Yo solo podía llorar y llorar. Gritaba y no me oía. Me dolían las manos de tantos golpes en vano. El corazón se me rompía en pedazos al escuchar sus palabras y la impotencia me consumía poco a poco y se llevaba mis palabras junto con mi cordura.

-Al menos, aunque todo esto haya ocurrido, me quedo con la satisfacción de que pudimos casarnos en tu lugar soñado y de que, por una vez, pude llamarte esposa.

Volvieron las visiones. Me encontraba en el altar junto a Leo. Estábamos cogidos de la mano y la sonrisa de nuestros rostros era imposible de ocultar. Era el momento más feliz de mi vida. Sus ojos brillaban y alguna lágrima caía tímida por su mejilla. Entonces, el cura, que se encontraba a mi izquierda y a su derecha, dijo las palabras que tanto deseaba oír:

-Yo os declaro marido y mujer. Puede besar a la novia.

Leo se acercó a mí, me cogió la cara entre sus manos y, antes de besarme, me dijo:

-Bienvenida a tu nueva vida como mi esposa.

Y nos besamos. Como si nadie más nos viera. Como si solo existiéramos él y yo. Como si hiciera años que no nos besábamos, las mariposas revoloteaban en mi estómago.

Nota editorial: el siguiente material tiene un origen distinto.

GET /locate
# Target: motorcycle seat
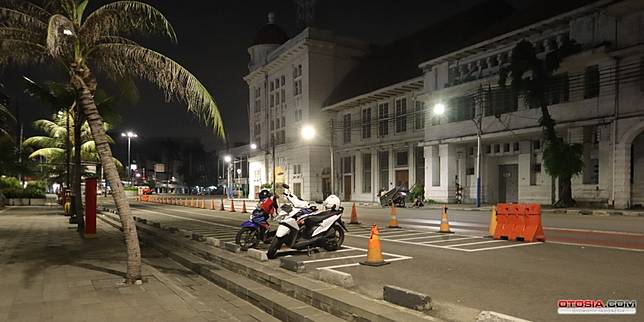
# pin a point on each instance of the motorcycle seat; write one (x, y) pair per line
(316, 219)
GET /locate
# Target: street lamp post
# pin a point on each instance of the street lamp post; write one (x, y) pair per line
(439, 109)
(129, 135)
(228, 159)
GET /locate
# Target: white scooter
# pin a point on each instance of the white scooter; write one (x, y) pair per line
(305, 229)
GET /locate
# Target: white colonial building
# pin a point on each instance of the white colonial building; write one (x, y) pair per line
(597, 100)
(288, 81)
(377, 104)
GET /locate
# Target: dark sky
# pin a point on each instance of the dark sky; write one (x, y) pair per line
(213, 39)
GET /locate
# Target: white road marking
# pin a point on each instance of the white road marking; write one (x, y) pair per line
(500, 247)
(476, 243)
(447, 240)
(432, 236)
(332, 259)
(597, 246)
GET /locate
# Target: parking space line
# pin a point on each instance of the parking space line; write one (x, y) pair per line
(500, 247)
(447, 240)
(432, 236)
(406, 235)
(476, 243)
(332, 258)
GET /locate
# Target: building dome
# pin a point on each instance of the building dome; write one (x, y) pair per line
(270, 33)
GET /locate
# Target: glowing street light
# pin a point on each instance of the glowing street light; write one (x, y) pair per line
(439, 109)
(308, 132)
(129, 135)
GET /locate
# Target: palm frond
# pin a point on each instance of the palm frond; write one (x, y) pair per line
(51, 128)
(17, 19)
(26, 7)
(5, 114)
(42, 142)
(118, 60)
(20, 52)
(48, 153)
(58, 43)
(125, 18)
(21, 34)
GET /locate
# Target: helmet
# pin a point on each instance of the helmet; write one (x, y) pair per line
(331, 202)
(264, 194)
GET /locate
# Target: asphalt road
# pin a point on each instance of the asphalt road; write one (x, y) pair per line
(465, 270)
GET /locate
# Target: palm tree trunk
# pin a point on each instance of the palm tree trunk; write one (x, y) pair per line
(95, 121)
(76, 186)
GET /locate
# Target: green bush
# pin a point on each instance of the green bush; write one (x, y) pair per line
(9, 182)
(418, 190)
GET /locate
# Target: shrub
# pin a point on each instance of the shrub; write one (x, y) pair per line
(9, 182)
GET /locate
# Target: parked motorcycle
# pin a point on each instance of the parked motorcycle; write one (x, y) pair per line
(308, 229)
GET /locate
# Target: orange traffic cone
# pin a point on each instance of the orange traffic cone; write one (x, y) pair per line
(354, 215)
(393, 222)
(492, 228)
(444, 228)
(374, 253)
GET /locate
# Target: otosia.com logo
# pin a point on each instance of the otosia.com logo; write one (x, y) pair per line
(617, 307)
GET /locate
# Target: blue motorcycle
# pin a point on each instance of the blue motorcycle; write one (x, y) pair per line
(254, 230)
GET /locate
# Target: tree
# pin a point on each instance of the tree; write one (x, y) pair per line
(62, 32)
(531, 76)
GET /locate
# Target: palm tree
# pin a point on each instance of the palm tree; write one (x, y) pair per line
(531, 76)
(62, 32)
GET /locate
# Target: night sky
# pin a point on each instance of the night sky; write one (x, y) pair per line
(213, 39)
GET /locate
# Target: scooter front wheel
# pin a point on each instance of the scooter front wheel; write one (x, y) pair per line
(247, 238)
(276, 244)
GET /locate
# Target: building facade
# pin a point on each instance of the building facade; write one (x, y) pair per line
(596, 98)
(288, 81)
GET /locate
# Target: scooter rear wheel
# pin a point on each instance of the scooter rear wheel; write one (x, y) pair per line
(247, 238)
(336, 242)
(276, 244)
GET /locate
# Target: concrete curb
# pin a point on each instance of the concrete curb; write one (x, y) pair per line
(491, 316)
(292, 265)
(407, 298)
(338, 301)
(257, 254)
(335, 277)
(232, 247)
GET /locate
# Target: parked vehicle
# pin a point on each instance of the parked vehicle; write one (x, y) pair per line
(395, 196)
(306, 229)
(256, 228)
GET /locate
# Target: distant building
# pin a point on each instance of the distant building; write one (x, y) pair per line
(378, 101)
(288, 81)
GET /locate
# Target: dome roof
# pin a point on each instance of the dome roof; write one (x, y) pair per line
(270, 33)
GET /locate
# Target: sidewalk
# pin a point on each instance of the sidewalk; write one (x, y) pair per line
(49, 273)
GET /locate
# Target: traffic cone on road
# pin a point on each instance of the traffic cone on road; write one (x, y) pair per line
(374, 253)
(393, 222)
(444, 228)
(354, 215)
(492, 228)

Entonces, vino el fotógrafo y yo quise que nos hiciéramos una foto en el filo del acantilado para que pudiera apreciarse la increíble puesta de sol que colmaba este momento tan mágico. Nos la hizo y en seguida quise que nos la enseñara, así que se acercó. Al verla, yo di saltos emocionada y, con torpeza y con ayuda de unos tacones demasiado altos, me escurrí entre las rocas cayendo en picado hacía el mar. Lo último que vi fueron los ojos horrorizados de Leo intentando cogerme de la mano.